Enfin, il est à noter l'absence de dispositions
pénales devant punir les juges complices de la lenteur de la justice
pénale. Certes, le Code de déontologie dans lequel, sont
envisagées des sanctions à l'encontre des magistrats
véreux existe, mais il reste insuffisant. Par ailleurs, le Code
pénal dispose en son article 506 : « les autorités
politiques, administratives, parlementaires, judiciaires, militaires et les
magistrats ou tous fonctionnaires détenteurs d'une parcelle de
l'autorité publique qui se seront concertés pour influencer,
détourner ou s'opposer à l'exécution des lois sont de ce
seul fait punis d'une peine d'emprisonnement de six (06) mois à deux
(02) ans et d'une amende de cent mille (100 000) à deux cent mille (200
000) francs CFA ou de l'une de ces deux peines ». Cette disposition
ne constitue pas pour autant une sanction de la violation du délai
raisonnable.
De la sanction découle la réparation du
préjudice subi.
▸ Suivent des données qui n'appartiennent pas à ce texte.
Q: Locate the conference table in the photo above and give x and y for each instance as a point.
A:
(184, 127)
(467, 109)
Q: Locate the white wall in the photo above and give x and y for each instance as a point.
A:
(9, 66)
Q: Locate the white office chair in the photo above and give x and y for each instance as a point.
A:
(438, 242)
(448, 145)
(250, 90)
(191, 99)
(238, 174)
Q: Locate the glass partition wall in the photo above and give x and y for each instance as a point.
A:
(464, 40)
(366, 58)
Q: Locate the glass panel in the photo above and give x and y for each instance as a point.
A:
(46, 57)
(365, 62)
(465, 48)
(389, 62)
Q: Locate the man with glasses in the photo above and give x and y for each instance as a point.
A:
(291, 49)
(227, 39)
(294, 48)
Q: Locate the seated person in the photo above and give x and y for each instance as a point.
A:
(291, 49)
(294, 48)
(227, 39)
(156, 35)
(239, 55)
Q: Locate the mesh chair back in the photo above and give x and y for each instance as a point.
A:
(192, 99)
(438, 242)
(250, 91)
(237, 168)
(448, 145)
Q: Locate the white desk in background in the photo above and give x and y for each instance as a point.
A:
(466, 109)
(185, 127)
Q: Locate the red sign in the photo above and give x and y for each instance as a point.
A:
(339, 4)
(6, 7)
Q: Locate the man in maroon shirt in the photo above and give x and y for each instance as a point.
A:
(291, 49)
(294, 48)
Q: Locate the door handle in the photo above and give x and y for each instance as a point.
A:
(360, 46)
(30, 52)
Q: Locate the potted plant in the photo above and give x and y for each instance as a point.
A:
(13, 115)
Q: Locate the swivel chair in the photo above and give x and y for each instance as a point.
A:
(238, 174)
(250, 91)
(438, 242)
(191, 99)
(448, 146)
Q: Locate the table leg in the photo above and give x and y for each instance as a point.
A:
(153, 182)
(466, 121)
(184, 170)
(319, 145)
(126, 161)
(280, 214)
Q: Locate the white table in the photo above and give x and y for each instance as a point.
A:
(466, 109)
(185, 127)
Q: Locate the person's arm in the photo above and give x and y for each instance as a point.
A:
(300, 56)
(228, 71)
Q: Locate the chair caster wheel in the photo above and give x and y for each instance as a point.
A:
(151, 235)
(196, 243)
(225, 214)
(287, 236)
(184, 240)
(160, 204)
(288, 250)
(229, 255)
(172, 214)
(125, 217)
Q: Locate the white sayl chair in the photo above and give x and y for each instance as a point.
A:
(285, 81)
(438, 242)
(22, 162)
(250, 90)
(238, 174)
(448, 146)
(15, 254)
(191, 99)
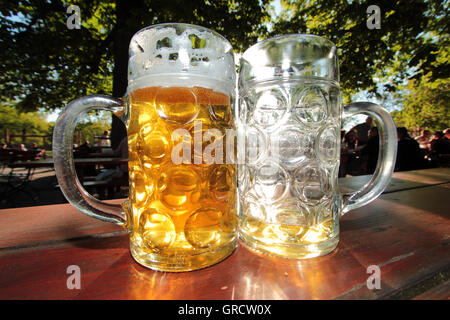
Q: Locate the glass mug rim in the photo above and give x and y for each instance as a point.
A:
(288, 57)
(215, 58)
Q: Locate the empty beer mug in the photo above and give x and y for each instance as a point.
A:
(181, 210)
(290, 115)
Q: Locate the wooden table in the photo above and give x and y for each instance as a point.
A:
(405, 232)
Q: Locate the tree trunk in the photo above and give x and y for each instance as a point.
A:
(123, 33)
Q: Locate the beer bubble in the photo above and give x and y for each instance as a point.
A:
(157, 229)
(180, 188)
(221, 183)
(141, 186)
(203, 228)
(177, 105)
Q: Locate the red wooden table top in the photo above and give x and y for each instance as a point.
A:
(405, 232)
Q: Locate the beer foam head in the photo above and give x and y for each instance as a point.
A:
(175, 54)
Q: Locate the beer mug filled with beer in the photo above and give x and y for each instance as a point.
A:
(179, 106)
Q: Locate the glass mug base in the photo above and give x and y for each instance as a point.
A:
(290, 251)
(178, 263)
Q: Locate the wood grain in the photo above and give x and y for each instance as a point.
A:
(405, 233)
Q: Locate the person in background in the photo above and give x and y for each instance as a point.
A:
(22, 147)
(447, 133)
(350, 161)
(104, 140)
(362, 131)
(439, 149)
(40, 152)
(424, 139)
(408, 152)
(120, 171)
(370, 151)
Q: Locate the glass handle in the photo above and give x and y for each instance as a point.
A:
(387, 133)
(64, 164)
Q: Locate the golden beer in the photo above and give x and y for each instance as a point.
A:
(182, 216)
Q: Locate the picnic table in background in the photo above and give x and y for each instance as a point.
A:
(12, 182)
(405, 233)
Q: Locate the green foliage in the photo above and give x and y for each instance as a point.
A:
(89, 129)
(45, 64)
(427, 106)
(33, 123)
(411, 34)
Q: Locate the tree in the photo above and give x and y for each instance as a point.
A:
(29, 123)
(45, 64)
(406, 39)
(427, 106)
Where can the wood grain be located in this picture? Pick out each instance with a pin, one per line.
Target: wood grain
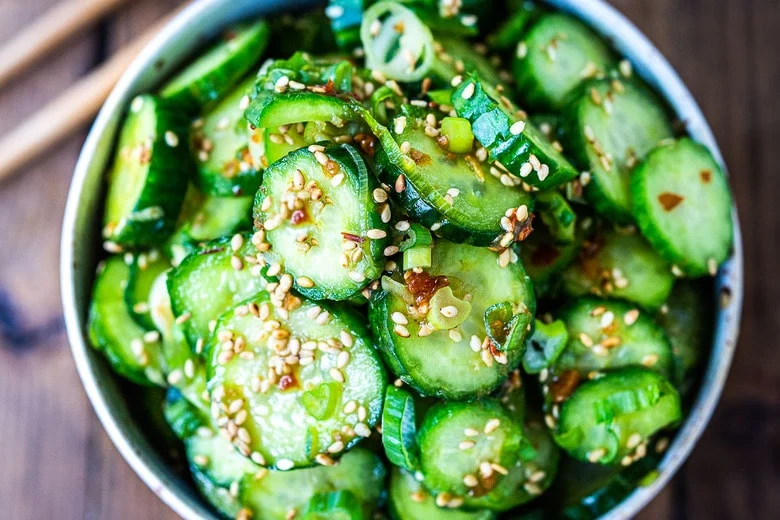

Dans l'affaire des incendies des marchés de de
Kara et de Lomé les 11 et 12 janvier 2013, il faut rappeler que certains
citoyens ont été arrêtés et détenus en prison
et relaxés six (6) ans après, sans procès. Aucune
indemnisation ne leur a été versée en réparation du
préjudice subi en raison de leur incarcération. Nombre de
togolais ont à l'époque, porté un regard accusateur
à l'encontre de l'Etat et estimé que les arrestations
orchestrées contre ces citoyens n'étaient que politiques. Au
regard de cette situation, la question à se poser est de savoir si la
justice togolaise a dit le droit ? Quelle est la responsabilité de
l'Etat dans cette affaire ? En tout état de cause, face à ce
fléau, il est impératif, comme c'est le cas au
Sénégal de trouver des voies et moyens pour
l'accélération des procédures.
On assiste de plus en plus à la condamnation des Etats
pour leur lenteur judiciaire. Dans cette perspective, le Professeur
François CHEVALLIER disait que « la France est
régulièrement condamnée à ce titre devant la Cour
Européenne des droits de l'homme »88. A
titre illustratif, un requérant a obtenu la condamnation de la France
pour violation du délai raisonnable89. Ce qui a d'ailleurs
valu à l'état français le qualificatif d'un des plus
mauvais élèves en la matière. Au Togo par contre, les
sanctions contre la violation du délai raisonnable sont
quasi-inexistantes.
88 CHEVALIER (F.), « le droit au
juge devant les juridictions administratives » in Joël RIDEAU,
Le droit au juge dans l'union européenne, 1998, p. 186.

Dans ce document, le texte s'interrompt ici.